The Alpha 21364, code-named "Marvel", also known as EV7, is a microprocessor developed by Digital Equipment Corporation (DEC), later Compaq Computer Corporation, that implemented the Alpha instruction set architecture (ISA).

== History ==

The Alpha 21364 was revealed in October 1998 by Compaq at the 11th Annual Microprocessor Forum, where it was described as an Alpha 21264 with a 1.5 MB 6-way set-associative on-die secondary cache, an integrated Direct Rambus DRAM memory controller and an integrated network controller for connecting to other microprocessors. Changes to the Alpha 21264 core included a larger victim buffer, which was quadrupled in capacity to 32 entries, 16 for the Dcache and 16 for the Scache. It was reported by the Microprocessor Report that Compaq considered implementing minor changes to branch predictor to improve branch prediction accuracy and doubling the miss buffer in capacity to 16 entries instead of 8 in the Alpha 21264.

It was expected to be taped-out in late 1999, with samples available in early 2000 and volume shipments in late 2000. However, the original schedule was delayed, with the tape-out in April 2001 instead of late 1999. The Alpha 21364 was introduced on 20 January 2002 when systems using the microprocessor debuted. It operated at 1.25 GHz, but production models in the AlphaServer ES47, ES80 and GS1280 operated at 1.0 GHz or 1.15 GHz. Unlike previous Alpha microprocessors, the Alpha 21364 was not sold on the open market.
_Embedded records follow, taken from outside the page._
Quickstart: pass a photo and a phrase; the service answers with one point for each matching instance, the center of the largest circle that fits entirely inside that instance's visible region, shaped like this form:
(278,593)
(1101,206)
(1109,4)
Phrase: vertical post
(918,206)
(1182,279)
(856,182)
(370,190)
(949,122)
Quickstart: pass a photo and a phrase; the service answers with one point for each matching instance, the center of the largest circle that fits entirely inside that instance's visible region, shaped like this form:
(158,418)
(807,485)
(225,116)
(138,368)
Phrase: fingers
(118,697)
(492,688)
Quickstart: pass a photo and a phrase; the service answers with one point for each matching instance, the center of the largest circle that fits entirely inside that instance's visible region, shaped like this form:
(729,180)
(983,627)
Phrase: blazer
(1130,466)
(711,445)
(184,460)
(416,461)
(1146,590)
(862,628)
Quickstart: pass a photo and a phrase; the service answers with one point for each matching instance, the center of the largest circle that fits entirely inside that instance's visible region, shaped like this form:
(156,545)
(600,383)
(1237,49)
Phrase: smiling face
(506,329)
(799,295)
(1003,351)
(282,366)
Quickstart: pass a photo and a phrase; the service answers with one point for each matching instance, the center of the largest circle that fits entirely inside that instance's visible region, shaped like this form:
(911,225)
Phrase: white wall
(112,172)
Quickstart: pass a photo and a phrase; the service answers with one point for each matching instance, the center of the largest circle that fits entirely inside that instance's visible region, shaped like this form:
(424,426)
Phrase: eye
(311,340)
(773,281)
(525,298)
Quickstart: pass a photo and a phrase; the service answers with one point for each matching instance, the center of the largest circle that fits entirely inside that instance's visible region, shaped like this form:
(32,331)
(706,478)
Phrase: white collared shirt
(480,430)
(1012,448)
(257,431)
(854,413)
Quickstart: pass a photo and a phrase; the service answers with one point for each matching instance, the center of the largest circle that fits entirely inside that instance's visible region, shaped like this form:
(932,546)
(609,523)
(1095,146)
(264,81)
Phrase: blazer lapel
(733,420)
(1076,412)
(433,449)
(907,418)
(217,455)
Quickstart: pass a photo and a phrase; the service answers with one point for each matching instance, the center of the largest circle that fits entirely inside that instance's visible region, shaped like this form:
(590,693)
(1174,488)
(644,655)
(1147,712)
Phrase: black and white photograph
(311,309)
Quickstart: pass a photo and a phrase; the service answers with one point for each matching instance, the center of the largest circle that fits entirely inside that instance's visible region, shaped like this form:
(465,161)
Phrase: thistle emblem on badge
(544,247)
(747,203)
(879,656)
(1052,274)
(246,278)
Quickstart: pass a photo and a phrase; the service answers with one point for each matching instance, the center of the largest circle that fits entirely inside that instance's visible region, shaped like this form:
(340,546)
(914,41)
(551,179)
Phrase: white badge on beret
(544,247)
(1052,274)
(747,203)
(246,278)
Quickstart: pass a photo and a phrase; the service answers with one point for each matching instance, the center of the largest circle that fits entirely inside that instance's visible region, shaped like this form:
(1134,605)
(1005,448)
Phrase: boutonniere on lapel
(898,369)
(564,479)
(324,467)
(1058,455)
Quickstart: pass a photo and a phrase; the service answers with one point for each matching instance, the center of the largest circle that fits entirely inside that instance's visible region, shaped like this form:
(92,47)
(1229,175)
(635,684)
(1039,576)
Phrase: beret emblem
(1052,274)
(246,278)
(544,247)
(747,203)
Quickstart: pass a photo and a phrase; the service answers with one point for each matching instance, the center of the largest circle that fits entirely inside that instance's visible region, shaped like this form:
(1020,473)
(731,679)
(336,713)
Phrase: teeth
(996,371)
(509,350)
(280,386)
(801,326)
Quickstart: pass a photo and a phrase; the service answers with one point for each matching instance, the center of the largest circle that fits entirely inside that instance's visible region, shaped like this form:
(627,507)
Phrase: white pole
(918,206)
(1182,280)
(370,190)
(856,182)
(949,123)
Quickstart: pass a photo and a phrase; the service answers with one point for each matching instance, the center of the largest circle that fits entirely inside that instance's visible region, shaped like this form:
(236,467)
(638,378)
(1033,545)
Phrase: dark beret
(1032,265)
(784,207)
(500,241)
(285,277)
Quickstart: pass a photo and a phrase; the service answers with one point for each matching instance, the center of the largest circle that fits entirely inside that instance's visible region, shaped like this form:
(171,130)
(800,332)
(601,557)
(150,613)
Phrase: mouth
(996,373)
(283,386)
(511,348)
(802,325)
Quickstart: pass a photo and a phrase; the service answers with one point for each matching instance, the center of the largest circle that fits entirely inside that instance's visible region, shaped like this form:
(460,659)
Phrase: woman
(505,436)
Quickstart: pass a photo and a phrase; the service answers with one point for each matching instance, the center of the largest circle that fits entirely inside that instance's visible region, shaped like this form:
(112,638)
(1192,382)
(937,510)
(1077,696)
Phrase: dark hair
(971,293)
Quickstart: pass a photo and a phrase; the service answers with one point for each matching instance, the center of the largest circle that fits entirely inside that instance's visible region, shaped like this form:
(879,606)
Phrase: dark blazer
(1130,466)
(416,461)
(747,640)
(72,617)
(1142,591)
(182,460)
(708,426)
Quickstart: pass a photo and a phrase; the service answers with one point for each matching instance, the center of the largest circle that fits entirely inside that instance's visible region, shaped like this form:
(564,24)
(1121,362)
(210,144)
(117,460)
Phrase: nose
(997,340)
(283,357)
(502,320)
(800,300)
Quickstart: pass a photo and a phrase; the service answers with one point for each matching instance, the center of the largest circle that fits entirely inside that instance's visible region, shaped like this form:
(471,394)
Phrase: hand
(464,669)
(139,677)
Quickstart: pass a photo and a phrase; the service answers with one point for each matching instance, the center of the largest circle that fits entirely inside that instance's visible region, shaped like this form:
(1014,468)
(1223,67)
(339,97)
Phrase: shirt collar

The Alpha 21364 was originally intended to be succeeded by the Alpha 21464, code-named EV8, a new implementation of the Alpha ISA with four-way simultaneous multithreading (SMT). It was first presented in October 1999 at the 12th Annual Microprocessor Forum, but was cancelled on 25 June 2001 at a late stage of development.

=== Development ===

The development of the Alpha 21364 was most focused on features that would improve memory performance and multiprocessor scalability. The focus on memory performance was the result of a forward-looking article published in Microprocessor Report titled, "It's the Memory, Stupid!" written by Richard L. Sites, who co-led the definition of the Alpha architecture. The article concluded that, "Over the coming decade, memory subsystem design will be the only important design issue for microprocessors."

== Description ==

The Alpha 21364 was an Alpha 21264 with a 1.75 MB on-die secondary cache, two integrated memory controllers and an integrated network controller.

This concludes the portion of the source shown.